While there are many ways to attract attention, from the slapstick to the soporific, sometimes the hardest but potentially most valuable way to connect with potential customers is to be disarmingly charming.
And that's why I applaud Pacific Blue's Flying Geese 30-second television spot, part of the "Travel Happy" campaign.
The basic scenario: Three geese fly into view. They do what geese do (or I think they do), fly in rigid, predictable formation. A graphic explains: "We all travel some time ... why not have fun doing it?" At which point the third goose elegantly peels off and nonchalantly performs the sort of aerobatics preferred by non-conformist, young-at-hearts.

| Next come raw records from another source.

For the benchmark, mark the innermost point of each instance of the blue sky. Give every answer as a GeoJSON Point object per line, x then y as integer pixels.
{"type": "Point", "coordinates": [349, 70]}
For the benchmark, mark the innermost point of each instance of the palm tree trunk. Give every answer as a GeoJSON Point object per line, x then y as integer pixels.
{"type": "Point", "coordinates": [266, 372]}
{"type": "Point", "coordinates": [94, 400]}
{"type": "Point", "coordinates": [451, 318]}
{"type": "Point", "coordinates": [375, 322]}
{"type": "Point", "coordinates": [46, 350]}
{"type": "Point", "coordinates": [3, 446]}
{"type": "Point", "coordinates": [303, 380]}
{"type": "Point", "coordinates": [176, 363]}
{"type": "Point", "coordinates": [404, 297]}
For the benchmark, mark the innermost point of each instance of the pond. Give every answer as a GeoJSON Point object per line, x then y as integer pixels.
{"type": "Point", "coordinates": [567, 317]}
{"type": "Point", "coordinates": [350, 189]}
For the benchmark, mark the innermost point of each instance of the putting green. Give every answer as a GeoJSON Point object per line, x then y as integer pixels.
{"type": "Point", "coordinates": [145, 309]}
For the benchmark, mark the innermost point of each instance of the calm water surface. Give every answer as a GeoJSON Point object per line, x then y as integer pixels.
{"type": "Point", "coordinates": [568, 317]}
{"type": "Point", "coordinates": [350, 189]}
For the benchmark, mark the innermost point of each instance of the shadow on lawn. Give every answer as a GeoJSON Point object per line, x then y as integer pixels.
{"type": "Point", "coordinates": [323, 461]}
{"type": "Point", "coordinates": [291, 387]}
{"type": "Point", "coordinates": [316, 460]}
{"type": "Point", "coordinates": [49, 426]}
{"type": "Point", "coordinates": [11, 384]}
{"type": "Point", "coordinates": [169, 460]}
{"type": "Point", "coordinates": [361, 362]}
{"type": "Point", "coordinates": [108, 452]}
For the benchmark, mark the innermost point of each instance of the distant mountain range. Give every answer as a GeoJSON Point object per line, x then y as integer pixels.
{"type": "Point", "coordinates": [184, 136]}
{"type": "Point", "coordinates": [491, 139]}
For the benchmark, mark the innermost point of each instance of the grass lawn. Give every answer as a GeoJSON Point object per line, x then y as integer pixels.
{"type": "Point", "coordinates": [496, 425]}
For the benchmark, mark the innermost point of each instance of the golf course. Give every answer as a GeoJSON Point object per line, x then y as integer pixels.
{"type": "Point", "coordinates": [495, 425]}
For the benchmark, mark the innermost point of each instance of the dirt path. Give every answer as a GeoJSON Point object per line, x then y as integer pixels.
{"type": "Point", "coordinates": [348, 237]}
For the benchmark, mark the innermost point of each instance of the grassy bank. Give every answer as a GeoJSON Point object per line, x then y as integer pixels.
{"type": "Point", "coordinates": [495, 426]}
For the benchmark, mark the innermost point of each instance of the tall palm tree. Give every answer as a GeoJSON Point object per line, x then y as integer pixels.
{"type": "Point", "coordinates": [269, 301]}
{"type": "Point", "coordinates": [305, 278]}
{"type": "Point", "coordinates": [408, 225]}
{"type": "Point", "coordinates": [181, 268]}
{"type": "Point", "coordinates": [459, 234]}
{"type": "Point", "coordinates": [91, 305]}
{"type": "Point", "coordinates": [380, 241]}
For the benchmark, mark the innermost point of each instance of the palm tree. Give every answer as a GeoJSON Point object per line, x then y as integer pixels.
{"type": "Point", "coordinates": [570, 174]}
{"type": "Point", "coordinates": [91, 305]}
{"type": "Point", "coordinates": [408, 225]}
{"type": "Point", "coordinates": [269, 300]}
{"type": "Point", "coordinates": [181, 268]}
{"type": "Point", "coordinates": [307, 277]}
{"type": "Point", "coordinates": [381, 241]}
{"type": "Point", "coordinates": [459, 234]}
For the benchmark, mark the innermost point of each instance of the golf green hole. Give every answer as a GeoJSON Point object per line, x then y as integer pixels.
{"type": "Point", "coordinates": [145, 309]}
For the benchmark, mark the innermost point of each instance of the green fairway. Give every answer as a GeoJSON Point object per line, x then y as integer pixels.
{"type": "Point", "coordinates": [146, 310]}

The main reasons I like it?
* It's nice when an ad appears amid the gloom of the evening news and has the ability to stop conversations, arguments or protestations about doing homework and generally puts everyone in their "happy space". My sons Fynn, 12, and Ethan, 9, love it. So does the cat.
* The infectiously happy soundtrack composed by living legend Murray Grindley. It puts me in a good mood every time I hear it.
* The world-class animation from Glen Robson and the team at Kaleidoscope is a reminder that Kiwis can fly.
* The simplicity of the idea from the agency creatives. They have cared enough about this campaign to ensure it remained undiluted and single-minded. A great deal of passion and faith would have been required to commit to a script that, on the page, would have looked something like "We see three geese fly into frame. One flies upside down. Up comes logo."
* It's campaignable. The challenge will be to make the next one better.
In an age where a journey across the Pacific can be about as glamorous as a bus trip across town, the promise of the holiday actually starting when you get on the plane is an appealing antidote to that "other" airline, which seems to spend a lot more on advertising than it does on catering.
This wasn't the kind of approach I expected from a challenger brand like Pacific Blue. Given its Virgin pedigree and the Branson appetite for irreverence and shock value rather than understatement, this is a low-key, feel good approach.
At its heart, though, it is still single-mindedly true to the Branson philosophy of "when the world zigs - zag". Or in this case when the world zigs, barrel roll.
I'm guessing that Pacific Blue wants to attract family holiday traffic and therefore create mum-friendly advertising. With this ad it has got the whole family's attention. And it has successfully created an expectation that getting there is half the fun.
Now will it get our collective bums on seats? Highly likely, as long as the pilot doesn't fly quite so spiritedly as that goose.